Asynchronously run custom workbench plugin

Hi,

 

I am currently working on creating a custom plugin for workbench 4.5. My goal is to query multiple data sources within a single DataReader. This is required because the data in my organization is sharded across multiple databases, but the tables across the databases all have the same schemas. I have successfully created a DataReader and DataProvider to handle this task, have installed the plugin on the workbench instance, and have successfully been able to get the data from all of the databases into DOMO.

 

The issue I am currently facing is the time it takes to run the new plugin. Importing 950k records takes 20 minutes using the new plugin compared to a sum total of 2 mins when using the standard ODBC data reader against all of the sharded databases. I believe the ODBC data reader is faster because it's utilizing multiple threads and I'd like to do something similar with my custom plugin.

 

If anyone has any idea how to do this (possibly some more info on how the "ExecutionCharacteristics" property is used on the DataReader or which dll contains the source code for the ODBCDataReader) I would be extremely grateful.

 

Thanks!


**Please mark "Accept as Solution" if this post solves your problem
**Say "Thanks" by clicking the "heart" in the post that helped you.

Best Answer

  • Medinacus
    Medinacus Member
    Answer ✓

    You could avoid the Domo Workbench software altogether and use python and dataframes for manipulating and joining your data from the multiple database queries you mentioned. Dataframes are convientent because they allow SQL like joining of data from within your script. 

     

    Once you've joined the data using a pandas dataframe, you could programatically push your data directly to domo in your script using Domo's dataset API or Streams API.

     

    The Streams API is nice because it can allow you to script an asynchronous push of data to Domo and is much faster than the workbench.

     

    Hope this helps.

     

     

     

     

Answers

  • KaLin
    KaLin Member

    Is anyone able to help with this topic?

  • Medinacus
    Medinacus Member
    Answer ✓

    You could avoid the Domo Workbench software altogether and use python and dataframes for manipulating and joining your data from the multiple database queries you mentioned. Dataframes are convientent because they allow SQL like joining of data from within your script. 

     

    Once you've joined the data using a pandas dataframe, you could programatically push your data directly to domo in your script using Domo's dataset API or Streams API.

     

    The Streams API is nice because it can allow you to script an asynchronous push of data to Domo and is much faster than the workbench.

     

    Hope this helps.

     

     

     

     

  • I completely forgot about the stream API. We actually have created an in house .NET service for pulling from different datasources and pushing the data to other locations like DOMO. I was worried about performance and having to store overly large chunks of data in memory before sending it over to DOMO, but it looks like the Stream API handles all of those concerns.

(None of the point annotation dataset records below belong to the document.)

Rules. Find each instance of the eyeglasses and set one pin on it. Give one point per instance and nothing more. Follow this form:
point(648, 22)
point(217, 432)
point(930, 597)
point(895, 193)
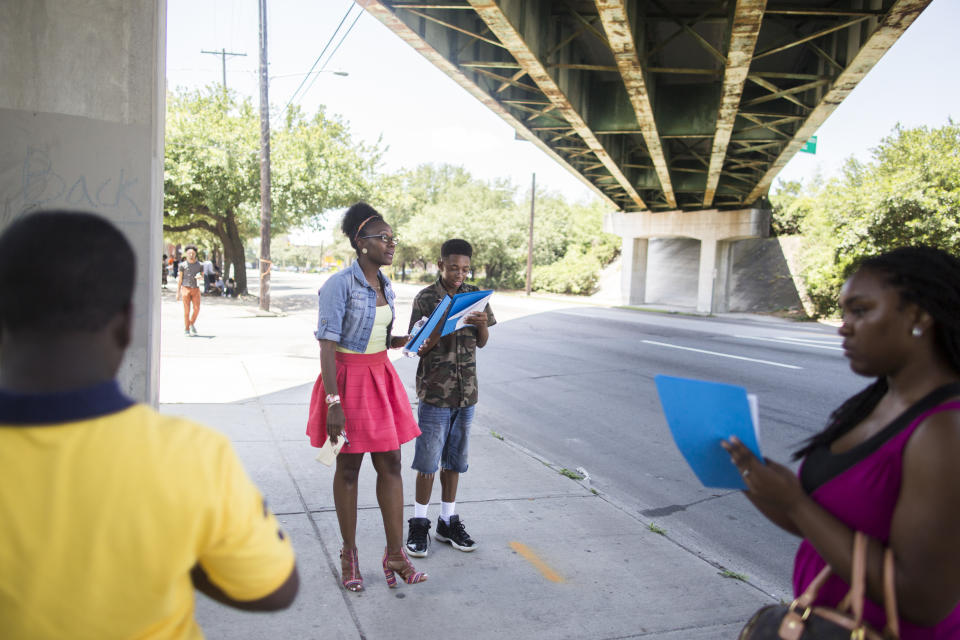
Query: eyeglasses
point(384, 238)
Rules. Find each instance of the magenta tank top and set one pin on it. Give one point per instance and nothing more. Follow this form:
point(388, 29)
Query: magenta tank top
point(864, 496)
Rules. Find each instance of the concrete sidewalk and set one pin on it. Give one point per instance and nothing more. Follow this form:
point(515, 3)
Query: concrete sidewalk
point(555, 559)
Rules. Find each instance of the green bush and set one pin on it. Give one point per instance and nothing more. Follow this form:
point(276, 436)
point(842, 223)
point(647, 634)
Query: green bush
point(576, 273)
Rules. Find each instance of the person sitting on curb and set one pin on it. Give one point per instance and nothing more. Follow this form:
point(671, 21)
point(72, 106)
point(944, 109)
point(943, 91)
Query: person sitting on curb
point(447, 389)
point(112, 512)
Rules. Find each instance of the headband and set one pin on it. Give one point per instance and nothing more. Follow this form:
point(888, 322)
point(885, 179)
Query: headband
point(376, 215)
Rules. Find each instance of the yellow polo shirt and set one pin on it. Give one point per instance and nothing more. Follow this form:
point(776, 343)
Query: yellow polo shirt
point(106, 505)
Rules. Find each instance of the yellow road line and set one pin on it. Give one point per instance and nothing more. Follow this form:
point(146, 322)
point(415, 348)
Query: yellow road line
point(533, 559)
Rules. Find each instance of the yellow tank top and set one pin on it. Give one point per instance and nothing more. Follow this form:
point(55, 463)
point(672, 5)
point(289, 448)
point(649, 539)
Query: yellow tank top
point(378, 336)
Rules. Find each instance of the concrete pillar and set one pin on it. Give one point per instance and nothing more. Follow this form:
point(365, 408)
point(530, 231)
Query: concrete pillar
point(82, 94)
point(721, 286)
point(707, 275)
point(633, 274)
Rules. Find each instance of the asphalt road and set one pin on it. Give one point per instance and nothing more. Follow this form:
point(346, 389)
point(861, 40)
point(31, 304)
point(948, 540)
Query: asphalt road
point(574, 384)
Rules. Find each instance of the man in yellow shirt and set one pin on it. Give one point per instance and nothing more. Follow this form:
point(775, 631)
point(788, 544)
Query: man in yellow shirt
point(111, 514)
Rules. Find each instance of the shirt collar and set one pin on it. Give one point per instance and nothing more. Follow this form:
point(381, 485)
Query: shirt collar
point(442, 290)
point(63, 406)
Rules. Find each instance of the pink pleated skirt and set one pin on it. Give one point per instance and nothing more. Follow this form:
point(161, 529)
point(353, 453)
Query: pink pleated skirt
point(375, 405)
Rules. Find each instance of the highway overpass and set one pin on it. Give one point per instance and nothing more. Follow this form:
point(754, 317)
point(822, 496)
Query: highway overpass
point(678, 113)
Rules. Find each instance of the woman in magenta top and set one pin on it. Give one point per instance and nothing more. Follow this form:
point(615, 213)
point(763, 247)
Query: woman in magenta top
point(888, 463)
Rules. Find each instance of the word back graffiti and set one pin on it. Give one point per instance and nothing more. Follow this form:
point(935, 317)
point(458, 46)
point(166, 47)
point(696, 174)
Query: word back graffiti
point(41, 185)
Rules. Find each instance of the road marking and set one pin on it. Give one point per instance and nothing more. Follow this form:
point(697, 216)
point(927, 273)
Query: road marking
point(533, 559)
point(723, 355)
point(800, 342)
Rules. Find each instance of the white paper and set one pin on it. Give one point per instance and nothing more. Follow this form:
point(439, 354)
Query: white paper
point(461, 316)
point(755, 416)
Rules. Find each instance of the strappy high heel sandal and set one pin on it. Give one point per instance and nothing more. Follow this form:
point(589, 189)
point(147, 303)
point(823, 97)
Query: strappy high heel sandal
point(350, 570)
point(400, 564)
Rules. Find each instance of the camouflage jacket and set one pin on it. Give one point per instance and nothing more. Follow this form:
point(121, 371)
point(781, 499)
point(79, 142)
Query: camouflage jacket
point(447, 374)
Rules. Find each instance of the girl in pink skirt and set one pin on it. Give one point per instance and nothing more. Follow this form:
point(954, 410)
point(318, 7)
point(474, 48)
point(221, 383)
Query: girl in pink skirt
point(359, 392)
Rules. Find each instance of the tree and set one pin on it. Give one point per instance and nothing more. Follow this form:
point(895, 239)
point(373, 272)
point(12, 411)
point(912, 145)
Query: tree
point(212, 169)
point(908, 194)
point(435, 203)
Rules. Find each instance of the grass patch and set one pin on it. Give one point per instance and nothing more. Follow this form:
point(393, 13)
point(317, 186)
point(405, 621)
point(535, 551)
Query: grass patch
point(573, 475)
point(733, 575)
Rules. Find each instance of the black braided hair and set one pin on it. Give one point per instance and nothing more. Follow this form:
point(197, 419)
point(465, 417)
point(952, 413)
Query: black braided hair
point(354, 217)
point(926, 277)
point(456, 246)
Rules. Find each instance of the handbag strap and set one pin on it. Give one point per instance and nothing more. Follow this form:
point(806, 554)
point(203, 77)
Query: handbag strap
point(858, 576)
point(890, 594)
point(853, 601)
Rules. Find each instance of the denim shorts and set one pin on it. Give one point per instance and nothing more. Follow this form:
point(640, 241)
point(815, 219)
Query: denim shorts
point(443, 440)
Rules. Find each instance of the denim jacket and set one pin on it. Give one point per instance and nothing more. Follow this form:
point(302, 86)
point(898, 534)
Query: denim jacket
point(348, 306)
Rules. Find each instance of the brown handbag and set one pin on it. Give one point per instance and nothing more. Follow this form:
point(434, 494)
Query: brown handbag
point(801, 621)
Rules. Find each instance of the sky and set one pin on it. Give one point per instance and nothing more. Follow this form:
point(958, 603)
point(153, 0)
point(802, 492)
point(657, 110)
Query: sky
point(420, 115)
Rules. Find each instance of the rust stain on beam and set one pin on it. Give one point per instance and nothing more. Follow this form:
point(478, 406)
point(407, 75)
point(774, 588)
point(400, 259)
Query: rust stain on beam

    **Please mark "Accept as Solution" if this post solves your problem
    **Say "Thanks" by clicking the "heart" in the post that helped you.
  • Yeah, you'll still have to split the and gzip the query results but once you have created the parts, the Streams API is very quick if you program it to push asynchronously. 

     

    For example, we've written a little python cmd line application for pushing data up to domo using the Streams API.

     

    On one dataset, we sent data to domo 57% faster than the Domo Workbench could by using the Streams API.

     

    What you are really optimizing with the Streams API is the "send" portion of the job execution on the workbench.

     

    For the send portion specifically, we sent data 95% faster than the Domo Workbench did. (an 8M row, 130 column file in 3.5 minutes)

This discussion has been closed.